Segalanya telah banyak berubah. Rasanya terlewati dengan cepat namun juga lambat. Hubungannya dengan Yuchae pun sudah berkembang lebih jauh dari pelukan malam itu. Yuchae mengajarinya banyak hal. Sebelum keberangkatan gadis itu ke Tokyo, ia ingat bagaimana Yuchae yang menangis dan memintanya menjaga kesehatan, atau bagaimana rasanya pelukan erat gadis itu ketika mendapat kabar diterima salah satu universitas.

Bukan keputusan mudah melepaskan gadis itu ke Jepang sementara ia di Korea.

Sekarang ia sangat merindukan gadis itu.

Dua malam ini Namjun terus memikirkan Hong Yuchae sampai kesulitan tidur. Entah karena tak sabar bertemu atau ia terlalu merindukan gadis mungilnya.

Lalu ia merasakan sesuatu menyenggol rambutnya. Namjun segera berbalik ke belakang dan mendongak. Seorang gadis yang rambutnya dicukur pendek berwarna hitam legam baru saja menjauhkan tangan dari kepalanya. Jarinya menjepit kelopak mawar dengan wajah polos.

"Aku cuma mau ambil ini dari kepala Ahjussi."

Namjun terdiam seribu bahasa. Hong Yuchae berdiri di belakang kursinya mengenakan hoodie berwarna terakota yang kebesaran. Hoodie itu dibelikannya setengah tahun lalu sebagai bentuk hadiah karena Yuchae berhasil lolos dalam tes universitas.

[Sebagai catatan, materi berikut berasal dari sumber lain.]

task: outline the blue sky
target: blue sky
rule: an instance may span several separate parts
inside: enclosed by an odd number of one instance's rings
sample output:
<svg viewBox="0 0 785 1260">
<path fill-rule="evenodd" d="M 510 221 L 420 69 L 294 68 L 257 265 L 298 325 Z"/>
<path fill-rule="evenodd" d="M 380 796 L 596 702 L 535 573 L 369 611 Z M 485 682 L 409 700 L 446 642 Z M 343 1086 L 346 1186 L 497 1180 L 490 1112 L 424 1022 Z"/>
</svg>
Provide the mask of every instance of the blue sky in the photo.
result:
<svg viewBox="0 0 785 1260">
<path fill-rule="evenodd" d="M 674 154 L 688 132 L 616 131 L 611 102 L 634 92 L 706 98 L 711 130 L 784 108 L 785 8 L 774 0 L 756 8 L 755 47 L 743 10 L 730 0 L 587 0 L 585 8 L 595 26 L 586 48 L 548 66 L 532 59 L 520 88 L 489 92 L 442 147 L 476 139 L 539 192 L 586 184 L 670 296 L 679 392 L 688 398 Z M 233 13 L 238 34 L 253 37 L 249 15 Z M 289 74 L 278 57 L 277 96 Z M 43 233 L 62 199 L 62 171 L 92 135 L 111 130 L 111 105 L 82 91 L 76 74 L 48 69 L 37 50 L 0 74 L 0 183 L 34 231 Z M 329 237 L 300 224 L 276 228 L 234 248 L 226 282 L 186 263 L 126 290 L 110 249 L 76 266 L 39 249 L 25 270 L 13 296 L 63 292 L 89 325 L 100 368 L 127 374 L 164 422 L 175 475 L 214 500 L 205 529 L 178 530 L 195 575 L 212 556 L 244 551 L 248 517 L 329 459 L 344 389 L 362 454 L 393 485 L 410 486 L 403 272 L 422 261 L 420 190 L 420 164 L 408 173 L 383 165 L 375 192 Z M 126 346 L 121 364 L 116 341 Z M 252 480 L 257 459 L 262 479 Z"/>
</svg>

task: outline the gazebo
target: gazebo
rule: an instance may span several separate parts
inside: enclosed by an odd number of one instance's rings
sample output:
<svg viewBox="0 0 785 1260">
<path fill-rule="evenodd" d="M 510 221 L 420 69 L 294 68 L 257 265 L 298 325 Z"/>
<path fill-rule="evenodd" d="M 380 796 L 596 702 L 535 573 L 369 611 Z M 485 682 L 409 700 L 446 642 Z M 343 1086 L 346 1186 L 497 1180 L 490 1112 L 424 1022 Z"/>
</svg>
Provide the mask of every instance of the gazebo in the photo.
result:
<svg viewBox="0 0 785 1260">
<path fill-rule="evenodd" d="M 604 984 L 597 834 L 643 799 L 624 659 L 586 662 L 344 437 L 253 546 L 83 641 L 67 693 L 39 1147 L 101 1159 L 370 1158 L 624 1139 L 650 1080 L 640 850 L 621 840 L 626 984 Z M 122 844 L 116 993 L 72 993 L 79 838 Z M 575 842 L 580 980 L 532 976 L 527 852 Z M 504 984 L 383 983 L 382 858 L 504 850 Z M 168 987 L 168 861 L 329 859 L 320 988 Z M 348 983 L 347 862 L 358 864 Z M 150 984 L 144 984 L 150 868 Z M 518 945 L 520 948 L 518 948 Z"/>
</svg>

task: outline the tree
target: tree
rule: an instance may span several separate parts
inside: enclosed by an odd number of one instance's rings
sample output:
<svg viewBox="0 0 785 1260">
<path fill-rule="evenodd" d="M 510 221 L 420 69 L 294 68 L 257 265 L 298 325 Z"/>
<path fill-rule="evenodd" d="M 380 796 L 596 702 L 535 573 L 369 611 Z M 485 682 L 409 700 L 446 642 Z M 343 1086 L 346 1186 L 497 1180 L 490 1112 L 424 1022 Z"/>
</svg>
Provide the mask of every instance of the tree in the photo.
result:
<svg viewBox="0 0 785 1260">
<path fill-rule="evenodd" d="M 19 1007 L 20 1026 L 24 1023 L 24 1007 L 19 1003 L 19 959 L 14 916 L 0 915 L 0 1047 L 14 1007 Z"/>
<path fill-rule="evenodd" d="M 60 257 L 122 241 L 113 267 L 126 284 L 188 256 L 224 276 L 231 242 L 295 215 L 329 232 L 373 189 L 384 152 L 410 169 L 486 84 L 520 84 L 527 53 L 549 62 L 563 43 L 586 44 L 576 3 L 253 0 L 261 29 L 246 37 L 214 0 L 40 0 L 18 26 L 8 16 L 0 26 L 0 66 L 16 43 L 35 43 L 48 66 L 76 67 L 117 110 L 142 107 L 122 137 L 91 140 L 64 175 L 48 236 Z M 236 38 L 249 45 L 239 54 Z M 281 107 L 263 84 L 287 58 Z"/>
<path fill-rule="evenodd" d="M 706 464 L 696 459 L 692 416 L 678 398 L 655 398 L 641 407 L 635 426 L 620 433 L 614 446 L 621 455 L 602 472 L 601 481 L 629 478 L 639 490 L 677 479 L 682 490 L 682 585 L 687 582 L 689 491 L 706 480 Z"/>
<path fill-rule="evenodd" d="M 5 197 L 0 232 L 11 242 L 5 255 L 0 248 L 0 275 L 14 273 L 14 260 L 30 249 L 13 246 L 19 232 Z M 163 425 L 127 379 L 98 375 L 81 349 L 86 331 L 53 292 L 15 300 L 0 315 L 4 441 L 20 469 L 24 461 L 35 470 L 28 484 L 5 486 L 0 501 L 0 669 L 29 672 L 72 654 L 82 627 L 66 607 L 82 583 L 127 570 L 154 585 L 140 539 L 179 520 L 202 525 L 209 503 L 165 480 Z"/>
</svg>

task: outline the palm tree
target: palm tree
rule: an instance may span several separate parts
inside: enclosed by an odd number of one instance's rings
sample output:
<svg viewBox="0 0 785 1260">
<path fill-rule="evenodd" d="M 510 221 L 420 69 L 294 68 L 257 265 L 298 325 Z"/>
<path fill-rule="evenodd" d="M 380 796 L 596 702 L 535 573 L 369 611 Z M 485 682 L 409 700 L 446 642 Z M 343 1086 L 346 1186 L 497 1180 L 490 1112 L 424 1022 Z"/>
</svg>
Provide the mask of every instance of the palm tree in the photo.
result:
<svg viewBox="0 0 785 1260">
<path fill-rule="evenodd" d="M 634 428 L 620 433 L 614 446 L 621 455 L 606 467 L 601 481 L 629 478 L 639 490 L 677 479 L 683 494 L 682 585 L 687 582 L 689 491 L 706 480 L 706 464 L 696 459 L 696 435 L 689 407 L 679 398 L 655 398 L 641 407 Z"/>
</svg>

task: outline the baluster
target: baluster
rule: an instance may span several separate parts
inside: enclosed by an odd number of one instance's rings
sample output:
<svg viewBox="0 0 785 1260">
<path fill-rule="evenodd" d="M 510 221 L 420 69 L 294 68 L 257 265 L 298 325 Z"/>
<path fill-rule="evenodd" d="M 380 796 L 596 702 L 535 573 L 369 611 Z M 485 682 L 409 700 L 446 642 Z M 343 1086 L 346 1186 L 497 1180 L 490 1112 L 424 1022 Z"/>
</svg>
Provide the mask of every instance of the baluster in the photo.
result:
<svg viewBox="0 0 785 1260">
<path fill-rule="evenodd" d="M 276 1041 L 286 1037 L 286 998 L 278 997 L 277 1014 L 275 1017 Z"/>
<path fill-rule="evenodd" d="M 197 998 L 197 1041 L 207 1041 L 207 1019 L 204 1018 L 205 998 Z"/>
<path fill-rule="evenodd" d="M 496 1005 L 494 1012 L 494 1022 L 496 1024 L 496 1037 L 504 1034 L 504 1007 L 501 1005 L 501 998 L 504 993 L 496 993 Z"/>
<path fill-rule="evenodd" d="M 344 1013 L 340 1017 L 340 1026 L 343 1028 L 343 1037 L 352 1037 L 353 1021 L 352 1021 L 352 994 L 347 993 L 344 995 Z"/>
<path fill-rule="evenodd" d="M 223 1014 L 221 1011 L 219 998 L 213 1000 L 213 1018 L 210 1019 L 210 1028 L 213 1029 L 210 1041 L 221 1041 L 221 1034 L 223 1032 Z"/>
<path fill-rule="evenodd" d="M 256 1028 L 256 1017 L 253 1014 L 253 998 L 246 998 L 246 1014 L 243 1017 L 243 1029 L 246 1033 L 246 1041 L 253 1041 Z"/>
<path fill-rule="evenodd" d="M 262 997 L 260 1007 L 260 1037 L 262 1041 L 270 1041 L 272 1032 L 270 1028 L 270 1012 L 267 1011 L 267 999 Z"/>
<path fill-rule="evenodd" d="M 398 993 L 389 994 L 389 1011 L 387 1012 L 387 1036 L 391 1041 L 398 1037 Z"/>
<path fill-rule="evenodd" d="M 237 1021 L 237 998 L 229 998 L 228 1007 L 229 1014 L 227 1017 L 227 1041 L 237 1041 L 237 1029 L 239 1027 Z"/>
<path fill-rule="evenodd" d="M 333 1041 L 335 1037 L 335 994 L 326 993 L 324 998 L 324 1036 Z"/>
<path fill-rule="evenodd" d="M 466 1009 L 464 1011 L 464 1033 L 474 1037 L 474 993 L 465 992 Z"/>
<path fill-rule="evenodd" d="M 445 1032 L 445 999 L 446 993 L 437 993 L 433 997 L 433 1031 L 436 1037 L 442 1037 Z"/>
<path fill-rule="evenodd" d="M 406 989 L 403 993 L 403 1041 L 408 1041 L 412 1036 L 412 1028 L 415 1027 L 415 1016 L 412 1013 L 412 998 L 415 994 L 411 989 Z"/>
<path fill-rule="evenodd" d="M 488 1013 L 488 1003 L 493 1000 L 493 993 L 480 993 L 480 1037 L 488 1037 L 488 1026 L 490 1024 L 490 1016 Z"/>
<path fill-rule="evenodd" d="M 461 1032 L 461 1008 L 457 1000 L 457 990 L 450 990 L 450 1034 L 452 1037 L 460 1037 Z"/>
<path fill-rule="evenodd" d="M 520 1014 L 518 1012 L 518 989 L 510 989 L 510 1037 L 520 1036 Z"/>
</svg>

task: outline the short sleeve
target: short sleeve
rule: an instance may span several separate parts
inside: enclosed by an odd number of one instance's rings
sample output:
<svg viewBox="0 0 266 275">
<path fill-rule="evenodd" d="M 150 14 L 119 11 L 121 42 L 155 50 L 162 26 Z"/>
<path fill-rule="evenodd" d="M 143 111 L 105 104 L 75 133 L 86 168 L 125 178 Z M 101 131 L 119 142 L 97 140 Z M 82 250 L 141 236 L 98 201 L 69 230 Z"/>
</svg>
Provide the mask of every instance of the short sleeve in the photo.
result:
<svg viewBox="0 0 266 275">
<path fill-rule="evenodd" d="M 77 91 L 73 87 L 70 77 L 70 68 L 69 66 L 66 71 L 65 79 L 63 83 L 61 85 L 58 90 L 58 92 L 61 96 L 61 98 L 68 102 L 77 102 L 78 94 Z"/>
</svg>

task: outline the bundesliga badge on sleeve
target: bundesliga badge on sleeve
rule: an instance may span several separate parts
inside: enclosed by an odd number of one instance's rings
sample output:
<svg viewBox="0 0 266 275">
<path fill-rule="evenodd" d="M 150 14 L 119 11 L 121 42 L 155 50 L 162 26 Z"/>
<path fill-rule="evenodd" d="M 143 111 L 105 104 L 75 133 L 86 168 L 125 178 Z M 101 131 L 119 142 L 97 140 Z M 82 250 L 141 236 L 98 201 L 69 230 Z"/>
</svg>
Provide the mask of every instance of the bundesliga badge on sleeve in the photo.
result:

Mereka bertemu setengah tahun lalu, tapi rasanya ia sudah rindu lagi. Enam bulan lebih adalah waktu yang terasa panjang, sulit, dan begitu sepi. Tentang bagaimana Yuchae yang hobi bercanda, bermain game di rumahnya, atau memasak ramen tengah malam di apartemennya dengan sandal selop abu-abu milik Namjun. Masih terkenang semua gambaran itu dalam kepala Namjun, dan ia merasakan kelegaan membajiri sanubarinya karena nyatanya mereka sudah bertahan sejauh ini.

Yuchae berjalan memutari kursi dan duduk di sebelah Namjun. "Ahjussi sudah lama duduk di sini?"

Namjun menilik arlojinya dan ternyata ia sudah duduk sambil membaca buku sekitar dua jam. Bahkan buku yang dibacanya melewati setengah jumlah halaman. "Sepertinya begitu." Ia mengangkat wajahnya kepada Yuchae dan mengumbar senyum menawan.

Senyum yang membuat dada Yuchae berdebar-debar tak keruan. Yang kerap kali membuatnya salah tingkah ketika melihat cekung kulit di pipi pria itu. "Kapan Ahjussi tiba di Tokyo?" Yuchae menahan rambutnya ke belakang telinga.